Жертва окружавшего его хода всеобщей жизни, Федор Васильевич Ушаков невольно подсек свой неокрепший организм, и страшная секретная болезнь сводит его в могилу - когда профессора им гордятся, когда он горит одной жаждой познания и, кто знает, что бы мог совершить?
Вчера еще слабым голосом, сопровождаемым ему свойственной умной насмешкой одних глаз, он прошептал: "Хоть поздно, а учусь, братец… учусь мыслить по Гельвецию!"
Федор Ушаков был истинным воспитателем, образователем ума и воли всех способных его понимать студентов, свыше вверенных бесчестному руководительству глупого и низкого Бокума. Студенты добровольно передоверили сами себя - достойнейшему.

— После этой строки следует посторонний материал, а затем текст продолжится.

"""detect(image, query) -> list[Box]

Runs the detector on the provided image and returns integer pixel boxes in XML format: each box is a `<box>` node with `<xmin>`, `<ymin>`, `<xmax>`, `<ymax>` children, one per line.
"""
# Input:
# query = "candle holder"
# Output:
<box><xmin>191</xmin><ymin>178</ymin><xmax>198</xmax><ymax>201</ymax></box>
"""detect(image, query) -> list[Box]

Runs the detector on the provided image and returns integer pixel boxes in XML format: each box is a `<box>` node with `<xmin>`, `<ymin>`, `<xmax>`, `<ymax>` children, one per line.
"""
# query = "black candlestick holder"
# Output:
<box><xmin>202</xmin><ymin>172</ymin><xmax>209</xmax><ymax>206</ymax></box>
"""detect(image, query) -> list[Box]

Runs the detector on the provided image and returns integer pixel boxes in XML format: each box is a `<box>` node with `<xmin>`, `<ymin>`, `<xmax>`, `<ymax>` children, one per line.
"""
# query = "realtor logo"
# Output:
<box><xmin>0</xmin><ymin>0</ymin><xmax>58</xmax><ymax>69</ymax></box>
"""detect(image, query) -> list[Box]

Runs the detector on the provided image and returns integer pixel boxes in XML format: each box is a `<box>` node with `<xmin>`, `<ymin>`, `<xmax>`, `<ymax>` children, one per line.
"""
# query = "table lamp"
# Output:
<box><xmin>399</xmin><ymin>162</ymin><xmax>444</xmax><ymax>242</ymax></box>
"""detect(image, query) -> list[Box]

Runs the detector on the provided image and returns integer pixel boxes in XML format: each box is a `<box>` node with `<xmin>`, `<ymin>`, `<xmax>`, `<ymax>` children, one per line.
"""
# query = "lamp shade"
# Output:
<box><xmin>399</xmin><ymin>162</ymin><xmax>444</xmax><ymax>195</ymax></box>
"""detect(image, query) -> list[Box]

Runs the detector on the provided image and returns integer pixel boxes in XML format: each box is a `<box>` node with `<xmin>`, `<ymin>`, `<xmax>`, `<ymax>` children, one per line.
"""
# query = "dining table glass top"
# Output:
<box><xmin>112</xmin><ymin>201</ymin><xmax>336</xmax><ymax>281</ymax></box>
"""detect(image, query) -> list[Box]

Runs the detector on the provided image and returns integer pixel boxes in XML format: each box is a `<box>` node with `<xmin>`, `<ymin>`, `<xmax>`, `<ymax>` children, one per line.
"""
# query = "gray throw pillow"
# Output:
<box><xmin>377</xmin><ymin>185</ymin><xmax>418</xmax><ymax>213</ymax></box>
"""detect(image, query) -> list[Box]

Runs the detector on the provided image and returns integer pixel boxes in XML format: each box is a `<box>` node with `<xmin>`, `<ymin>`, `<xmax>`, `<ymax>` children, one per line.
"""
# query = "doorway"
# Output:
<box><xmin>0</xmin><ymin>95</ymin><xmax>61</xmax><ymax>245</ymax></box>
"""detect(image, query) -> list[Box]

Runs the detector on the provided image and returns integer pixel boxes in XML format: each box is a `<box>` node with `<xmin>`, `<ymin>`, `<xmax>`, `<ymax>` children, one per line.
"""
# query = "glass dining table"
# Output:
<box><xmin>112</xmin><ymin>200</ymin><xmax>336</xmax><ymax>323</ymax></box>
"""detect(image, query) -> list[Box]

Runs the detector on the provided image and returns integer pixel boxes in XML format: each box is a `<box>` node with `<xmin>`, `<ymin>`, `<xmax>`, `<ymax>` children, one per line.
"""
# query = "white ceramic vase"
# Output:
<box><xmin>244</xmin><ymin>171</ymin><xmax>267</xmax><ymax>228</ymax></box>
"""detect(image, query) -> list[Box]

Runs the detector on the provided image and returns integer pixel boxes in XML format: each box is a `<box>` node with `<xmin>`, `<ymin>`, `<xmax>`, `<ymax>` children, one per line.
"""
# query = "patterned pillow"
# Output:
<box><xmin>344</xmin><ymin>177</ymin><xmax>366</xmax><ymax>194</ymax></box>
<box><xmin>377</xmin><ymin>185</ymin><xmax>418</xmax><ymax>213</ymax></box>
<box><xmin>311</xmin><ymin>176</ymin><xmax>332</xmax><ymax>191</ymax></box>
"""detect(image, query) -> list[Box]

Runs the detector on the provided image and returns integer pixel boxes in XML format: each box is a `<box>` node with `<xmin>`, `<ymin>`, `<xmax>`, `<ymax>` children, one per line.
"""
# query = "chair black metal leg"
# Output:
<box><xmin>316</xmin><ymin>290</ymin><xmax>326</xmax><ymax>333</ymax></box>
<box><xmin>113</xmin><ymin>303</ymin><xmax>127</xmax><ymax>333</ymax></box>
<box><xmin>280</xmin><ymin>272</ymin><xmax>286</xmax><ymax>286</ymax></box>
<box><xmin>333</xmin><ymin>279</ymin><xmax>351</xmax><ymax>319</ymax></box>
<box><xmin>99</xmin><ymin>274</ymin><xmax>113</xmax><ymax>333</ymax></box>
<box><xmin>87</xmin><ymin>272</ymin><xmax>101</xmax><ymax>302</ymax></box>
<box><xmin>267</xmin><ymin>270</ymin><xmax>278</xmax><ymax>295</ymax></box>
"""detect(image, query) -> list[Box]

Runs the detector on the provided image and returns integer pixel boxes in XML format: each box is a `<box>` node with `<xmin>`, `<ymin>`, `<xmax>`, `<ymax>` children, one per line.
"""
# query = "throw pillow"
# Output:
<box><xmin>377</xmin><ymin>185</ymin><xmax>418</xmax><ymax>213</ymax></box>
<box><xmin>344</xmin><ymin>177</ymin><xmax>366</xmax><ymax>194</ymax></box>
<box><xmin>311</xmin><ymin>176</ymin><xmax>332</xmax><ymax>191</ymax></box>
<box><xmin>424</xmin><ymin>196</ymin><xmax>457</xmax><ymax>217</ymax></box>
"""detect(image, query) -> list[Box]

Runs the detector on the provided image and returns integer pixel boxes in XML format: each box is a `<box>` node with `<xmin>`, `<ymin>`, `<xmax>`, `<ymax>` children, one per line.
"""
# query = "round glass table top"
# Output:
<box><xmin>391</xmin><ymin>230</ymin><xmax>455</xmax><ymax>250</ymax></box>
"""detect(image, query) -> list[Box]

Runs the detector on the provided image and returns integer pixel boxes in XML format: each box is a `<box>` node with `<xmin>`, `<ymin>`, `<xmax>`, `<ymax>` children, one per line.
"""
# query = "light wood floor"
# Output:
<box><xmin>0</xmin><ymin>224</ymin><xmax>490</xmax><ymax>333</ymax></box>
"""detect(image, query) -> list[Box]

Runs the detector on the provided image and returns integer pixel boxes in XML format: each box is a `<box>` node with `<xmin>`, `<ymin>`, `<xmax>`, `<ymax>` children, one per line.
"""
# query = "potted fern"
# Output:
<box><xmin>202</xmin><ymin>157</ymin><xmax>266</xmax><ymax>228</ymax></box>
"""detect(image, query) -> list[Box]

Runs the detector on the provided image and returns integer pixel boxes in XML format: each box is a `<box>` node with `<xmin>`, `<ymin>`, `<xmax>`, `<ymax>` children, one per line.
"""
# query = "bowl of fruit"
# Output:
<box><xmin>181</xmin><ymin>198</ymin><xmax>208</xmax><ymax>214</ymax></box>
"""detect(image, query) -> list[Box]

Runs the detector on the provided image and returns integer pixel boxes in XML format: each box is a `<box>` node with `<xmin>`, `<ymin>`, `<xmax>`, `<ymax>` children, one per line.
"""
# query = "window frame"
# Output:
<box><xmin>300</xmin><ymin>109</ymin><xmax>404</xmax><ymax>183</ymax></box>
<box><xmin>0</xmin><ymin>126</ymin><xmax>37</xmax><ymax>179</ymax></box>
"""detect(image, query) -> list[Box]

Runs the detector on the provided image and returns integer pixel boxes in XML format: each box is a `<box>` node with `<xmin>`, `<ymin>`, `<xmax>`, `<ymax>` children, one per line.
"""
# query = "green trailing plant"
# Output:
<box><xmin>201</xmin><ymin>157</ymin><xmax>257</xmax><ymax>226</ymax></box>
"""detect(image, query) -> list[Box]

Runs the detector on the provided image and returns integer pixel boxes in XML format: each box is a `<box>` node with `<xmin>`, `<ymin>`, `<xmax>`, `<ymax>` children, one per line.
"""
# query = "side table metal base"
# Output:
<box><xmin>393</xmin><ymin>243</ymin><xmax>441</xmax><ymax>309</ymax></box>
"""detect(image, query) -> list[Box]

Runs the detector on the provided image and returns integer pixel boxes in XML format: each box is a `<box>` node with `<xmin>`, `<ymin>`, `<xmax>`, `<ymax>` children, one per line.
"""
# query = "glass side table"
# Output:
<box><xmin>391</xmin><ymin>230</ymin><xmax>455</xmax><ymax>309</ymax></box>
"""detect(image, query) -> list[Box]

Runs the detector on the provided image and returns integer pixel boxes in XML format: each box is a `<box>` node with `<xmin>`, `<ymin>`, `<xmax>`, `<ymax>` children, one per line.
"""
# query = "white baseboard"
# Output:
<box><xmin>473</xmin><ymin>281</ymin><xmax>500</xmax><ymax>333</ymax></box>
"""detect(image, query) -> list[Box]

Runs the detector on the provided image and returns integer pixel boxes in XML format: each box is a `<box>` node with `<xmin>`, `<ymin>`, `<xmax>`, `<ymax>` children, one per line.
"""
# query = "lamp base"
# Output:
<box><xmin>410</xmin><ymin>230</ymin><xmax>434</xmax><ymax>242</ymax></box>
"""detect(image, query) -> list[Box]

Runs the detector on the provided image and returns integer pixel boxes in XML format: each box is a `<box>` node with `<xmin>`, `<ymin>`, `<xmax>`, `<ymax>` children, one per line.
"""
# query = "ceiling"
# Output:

Не менее странен, хотя лишенный зловредства первого, был и второй наставник юношей - отец Павел. Этот являлся блюстителем нравственности, дабы сохранить и в земле еретической во всей чистоте древлее православие воспитанников. Но питомцы наперерыв высмеивали познания отца Павла по части метафоры и антитезиса и кроили шутки, от коих бедняга попадал впросак. Как наилучшую опору доброй нравственности, отец Павел учредил всеобщее утреннее и вечернее пение молитв. Вследствие отсутствия у большинства слуха получался неописуемый козлиный хор. Один басил, другой пищал, третий вполне недостойно кудрявил звуки, четвертый ржал жеребцом. И все согласно на высоких нотах строили рожи.
Отец Павел, на беду свою, болезненно был смешлив и, памятуя свою слабость, зажмуривал очи, дабы не прыскать ему от смеха. Миша Ушаков, первый шалостник, подметив слабость чернеца, стал ее нарочито подвергать испытаниям. Расплющит отец Павел веки, а Мишка, скорчив свинский пятачок, как хрюкнет ему прямо в бороду и сникнет в поклон. А в Риге и не такое вытворил.
Пришлось отцу Павлу служить в горенке перед иконой, возглавляющей стол, накрытый белой скатертью. Памятуя свою несчастную смешливость и штукарство питомцев, он заблаговременно, дабы вовсе их не видать, преплотно защурил веки. Уже никакой шкоды не опасаясь, разомкнул очи лишь в поясном, глубоком поклоне над самой иконой. Ан ему тут как тут, прямо в нос, непристойность - белый замшевый кукиш! Это Мишка Ушаков, преловко соорудив из пустой перчатки, надутой собственным духом, подкинул оный кукиш под самый нос. Отец Павел так и скис. Однако преодолелся и налетел на студентов в нешуточном гневе, выражаясь неграмматически.
Тут скорый на запальчивость Мишенька кинулся к стене, сорвал шашку, прицепил к бедру и, будучи в гневе особливо заиклив, стал наступать на чернеца, захлебываясь: "Ты заб…б…был, что я кир…р…расирский офиц…ер?!"
Под общий хохот отец Павел укрылся в своей комнате и даже Бокуму не пожаловался.
Но окончательный конфуз, погубительный для значимости духовника, учинен был в присутствии петербургского курьера, некоего Гуляева. Отец Павел, от истовости уж не зная, что и придумать, завел было моду толковать с питомцами после обеденки, как некоим болванам, своими словами уже прочитанное евангелие еще раз. Подобной процедурой он затягивал и без того утомительное стояние на ногах.
Царицын курьер, как нарочно, подоспел в праздник благовещения, когда отцу Павлу надлежало своими словами пояснить, что означает наименование - "ангел".
- Сей есть слуга господень, которого он на небесах употребляет для нужных к случаю посылок. Сие подобно тому, как ныне угодно было нашей государыне употребить здесь присутствующего господина Гуляева курьером.